A friend talked me into starting a blog and convinced me that I had something to say, something of value to offer as an American Jew living in Europe. I had been wanting more attention for my writing so I decided to do it. I finally wrote a blog post that was widely read, it put me on TOI’s most popular blogger list.
It is true that you should be careful what you wish for. I got a lot of interesting comments and honestly, most of them were respectful, even those that strayed from the topic, they may have been heated and one-sided, but the majority refrained from name calling, nasty language and being the kind of comments whose sole purpose is to push buttons and create and sustain arguments.
I did get a few those too and one or two which to me went beyond the realm of decency, particularly those who found it necessary to message me hate mail to my Facebook account.
The good news is that I learned how to block someone on Facebook.
For a few minutes I considered stopping my relationship with TOI, retreating back to my nice, little cocoonish blog. Like my friend, the autism blogger, I felt beaten up, felt like blogging to a wider audience isn’t worth all the crap you have to put up with.
I am not going to stop blogging on this forum, however, I may do a few things differently in the future. For one, I will think much more carefully before engaging and communicating directly with people commenting on pieces that I write. As a frequent commenter on other blogs I have always appreciated it when the author takes time to respond to my comments, so I try to do the same, even to the negative ones. My last post has shown me how very much of a waste of time it is to respond to those who so obviously have an ax to grind and who are just in it for the confrontation.

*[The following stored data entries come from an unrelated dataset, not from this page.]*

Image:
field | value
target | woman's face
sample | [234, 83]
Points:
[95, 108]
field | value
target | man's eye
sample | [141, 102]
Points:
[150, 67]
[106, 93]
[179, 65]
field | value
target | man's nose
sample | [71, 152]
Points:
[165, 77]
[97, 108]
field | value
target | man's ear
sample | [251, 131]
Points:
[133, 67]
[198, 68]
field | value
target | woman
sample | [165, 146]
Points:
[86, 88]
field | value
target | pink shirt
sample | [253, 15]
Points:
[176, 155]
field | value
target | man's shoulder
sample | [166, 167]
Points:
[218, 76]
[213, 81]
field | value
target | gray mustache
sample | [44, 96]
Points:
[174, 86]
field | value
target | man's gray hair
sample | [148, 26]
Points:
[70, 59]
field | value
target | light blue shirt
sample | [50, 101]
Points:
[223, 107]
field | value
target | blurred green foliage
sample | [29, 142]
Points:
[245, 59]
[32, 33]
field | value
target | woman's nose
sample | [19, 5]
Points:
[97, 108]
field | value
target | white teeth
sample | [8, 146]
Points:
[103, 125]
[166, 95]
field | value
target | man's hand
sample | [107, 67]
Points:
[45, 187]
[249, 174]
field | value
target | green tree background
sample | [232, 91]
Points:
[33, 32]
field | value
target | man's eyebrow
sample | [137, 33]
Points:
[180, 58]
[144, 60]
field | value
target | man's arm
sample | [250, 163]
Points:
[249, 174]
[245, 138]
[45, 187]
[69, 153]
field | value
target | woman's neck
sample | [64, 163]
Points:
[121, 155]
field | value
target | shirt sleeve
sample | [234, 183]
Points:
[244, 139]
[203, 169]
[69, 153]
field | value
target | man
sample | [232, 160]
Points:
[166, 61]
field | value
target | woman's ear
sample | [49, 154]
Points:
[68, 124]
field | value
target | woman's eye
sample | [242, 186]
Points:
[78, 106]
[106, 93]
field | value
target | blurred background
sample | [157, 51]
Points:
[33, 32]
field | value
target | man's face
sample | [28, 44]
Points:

Please let me be clear in saying I am not referring to those who do not agree with my views. I do not claim a monopoly on the truth. I am not a journalist or a professional writer. I am not the world’s foremost authority on anything. I am a woman, a wife, a mother, whose lived a life, racked up experiences, knows how to read and think and knows how to move beyond the sound bytes to form independent thought. What you are getting are my opinions and perspectives on various topics which may strike a chord with you or which may turn your stomach.
If my unwillingness to engage with those who only so clearly are interested in shaming different beliefs, choices and opinions makes me lazy, so be it. My particular brand of laziness clearly means that I care more about listening and learning from people than about winning an argument, I care more about those people who are in my life in the flesh, than about the multitudes that make up whatever so-called community I am in, be it the Jewish community, autism community or any other. You don’t like that? You are perfectly within your rights and to say whatever you want about it.
If people think it makes me a bad Jew because I didn’t get up and slay dragons at a dinner party, fine. So be it. What kind of community are we if we cannot tolerate a little difference anyhow? Judaism didn’t survive thousands of years by everyone being carbon copies of one another. This insufferable need to be right at all costs is a sign of a lot of things, not many in my point of view fall into the realm of something worthwhile.
But hey, that’s just my opinion. Think differently? Start your own blog.
By blogging I am putting myself out into the world, leaving myself open for scrutiny, taking a risk. I realize that risk means that people may not like what I have to say and they may be vocal and critical about it. I get it, it’s part of the package and the attention. That’s fine. I will just conduct myself differently from now on.
So, yes, I may be a lazy intellectual, liberal, Jew (fill in preferred noun here), but I am wearing it as a badge of honor.